At it's center, this is a love story, not in a sweet way but in a mature, insightful, almost spiritual way. The first half of the book develops their back story and gives real depth to each of them. The chapters alternate between Charlie and Maggie as they each reflect on their lives together (2nd marriage for both) and the way they perceive their connection. They’ve both been laid off from their jobs earlier than they wanted so are trying to figure out what to do with themselves and they turn to art – her painting, him woodworking. Then Charlie gets that darned "restless" feeling!
"I thought about one of our most fundamental beliefs as a couple - all we could do was what we thought was right, and how our partner decided to react was their choice."
A Little Mysticism to Engage
The second half of the book is more mystical. There's a mystical lake, a cave, plants with unusual healing properties, and a mysterious woman who's 112 years old who gives them an ancient hand drawn book of runic symbols that they feel compelled to try to decipher. They make some great new friends of a variety of ages and sexes and form a maoi (“A family striving to wake up by working at their ikigai’s each day.” – Ikiagi = “reason for being or going after your life’s purpose”.) This group of 5 people grow together, tie their lives together, and forge strong, supportive connections.

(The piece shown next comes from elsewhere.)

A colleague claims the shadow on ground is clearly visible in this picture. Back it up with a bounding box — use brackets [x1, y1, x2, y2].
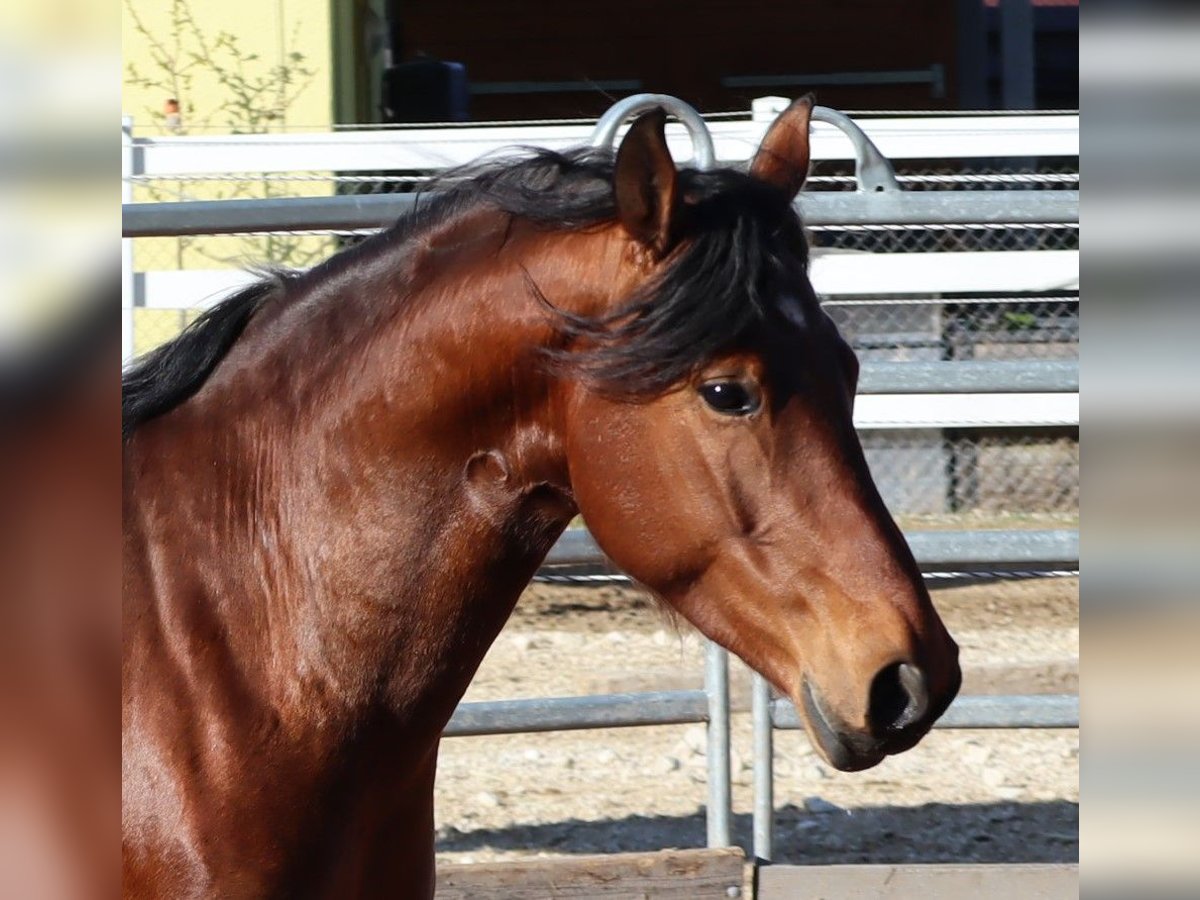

However, there are challenges - one of which is a greedy pharmaceutical tycoon that threatens everything but also clarifies everything.
"...we shared a feast at my kitchen table, or really four feasts, each designed to meet our own needs. I couldn't help but think how the four of us prepared food together - seamlessly integrating the healthy choices for each of us - was a microcosm of how human beings should treat each other. We were four individuals connected, unique and separate, committed to seeing each other as clearly as we could. Our work going forward might turn out to be as much about true connection as it was about health."
The prose is wonderful, the concept thought provoking, the spiritual theme of a ‘found family’ becoming your support and love and family, the continued focus on creating and maintaining personal connections makes for a strong read.
I am actually surprised that I enjoyed the book as much as I did. I think if you're open to the idea of spiritual power and growth (not religious), there's a lot to think about in this story. This would be an excellent choice for a book club.